Foote and City Finance Director Kim Weber said it is nearly impossible to determine how many timeshare units are located in the city and how many are occupied, but The Steamboat Grand, Legacy Vacation Club, The Village at Steamboat and Sheraton Steamboat Resort Villas are the four biggest examples.

Foote said it’s difficult to estimate how much revenue the city would garner from such a tax.

“There’s some validity to this, but I just don’t know how much money we’re going to get out of it to really get that big win in the city corner for our fiscal sustainability,” Sloop said. “We need to ask ourselves if we really want to be the first in the state to do this.”

Council members directed Foote to communicate with staff from Aspen and Vail, who the council agreed would likely have discussed such a measure, to see if those cities had engaged in such discussions, and if they had, why they chose not to move forward with the tax.

The timeshare tax comes as part of a larger conversation around fiscal sustainability.

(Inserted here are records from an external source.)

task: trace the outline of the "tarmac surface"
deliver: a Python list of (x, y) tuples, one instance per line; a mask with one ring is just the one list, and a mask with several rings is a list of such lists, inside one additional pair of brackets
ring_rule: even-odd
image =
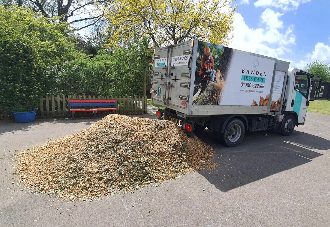
[[(157, 108), (148, 109), (154, 114)], [(100, 119), (0, 123), (0, 226), (330, 226), (330, 115), (308, 113), (307, 118), (289, 136), (247, 132), (233, 148), (205, 130), (198, 136), (214, 149), (215, 169), (74, 202), (19, 184), (15, 155)]]

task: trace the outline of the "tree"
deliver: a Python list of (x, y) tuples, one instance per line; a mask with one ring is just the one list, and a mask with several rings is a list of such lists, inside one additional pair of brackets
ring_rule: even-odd
[(308, 64), (305, 69), (311, 73), (318, 76), (324, 82), (330, 82), (330, 66), (323, 62), (314, 60)]
[[(10, 5), (11, 0), (0, 0), (1, 4)], [(104, 17), (105, 9), (107, 1), (100, 0), (15, 0), (14, 1), (18, 6), (31, 9), (35, 12), (41, 13), (45, 18), (59, 19), (74, 26), (73, 31), (81, 30), (95, 24)]]
[(55, 86), (51, 71), (79, 55), (75, 39), (65, 23), (30, 10), (0, 6), (0, 105), (38, 99)]
[(232, 29), (234, 0), (114, 0), (107, 17), (113, 44), (147, 36), (156, 45), (196, 38), (216, 44), (228, 41)]
[(114, 96), (143, 94), (144, 71), (151, 59), (146, 37), (121, 44), (113, 53), (67, 62), (61, 70), (60, 93)]

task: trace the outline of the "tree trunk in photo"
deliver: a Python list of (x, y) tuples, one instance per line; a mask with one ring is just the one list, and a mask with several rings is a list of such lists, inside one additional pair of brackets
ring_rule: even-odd
[(194, 101), (194, 105), (218, 105), (222, 93), (222, 89), (225, 83), (227, 72), (229, 69), (233, 49), (225, 47), (221, 60), (216, 70), (215, 76), (216, 83), (211, 82), (207, 86), (205, 91)]

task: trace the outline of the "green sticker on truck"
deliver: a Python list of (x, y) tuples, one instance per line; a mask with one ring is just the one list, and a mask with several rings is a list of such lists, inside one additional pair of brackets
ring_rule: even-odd
[(160, 87), (158, 87), (158, 90), (157, 91), (157, 95), (158, 97), (160, 97)]

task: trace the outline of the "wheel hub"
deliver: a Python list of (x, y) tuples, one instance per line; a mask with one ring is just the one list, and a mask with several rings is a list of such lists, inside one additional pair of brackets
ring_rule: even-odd
[(242, 129), (238, 125), (234, 125), (228, 131), (228, 139), (231, 142), (235, 142), (241, 137)]

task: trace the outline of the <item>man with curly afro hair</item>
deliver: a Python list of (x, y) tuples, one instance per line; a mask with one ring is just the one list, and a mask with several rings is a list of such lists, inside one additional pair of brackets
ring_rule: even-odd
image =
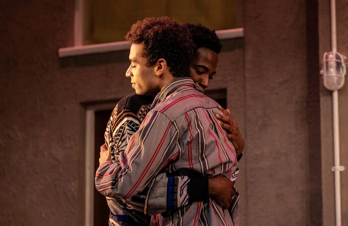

The city has long relied solely on sales tax until 2019 when voters passed Steamboat’s first property tax in 40 years.

COVID-19 and ensuing drops in tourism brought the issue back to the forefront, and over the past several months, City Council has discussed various tax options, including another property tax and a lift tax on Steamboat Resort.

Kara Stoller, CEO of the Steamboat Springs Chamber, then proposed a series of combined taxes to solve the city’s need for a more diversified tax revenue stream. The series would include a 2-mill property tax, a tax on timeshares in Steamboat, a 1% lodging tax for destination marketing, which Stoller said would directly benefit the lodging industry, and a potential lift tax for transportation to match sales tax in later years.

While council members expressed concern about putting three tax measures on the November ballot, all three are still being discussed.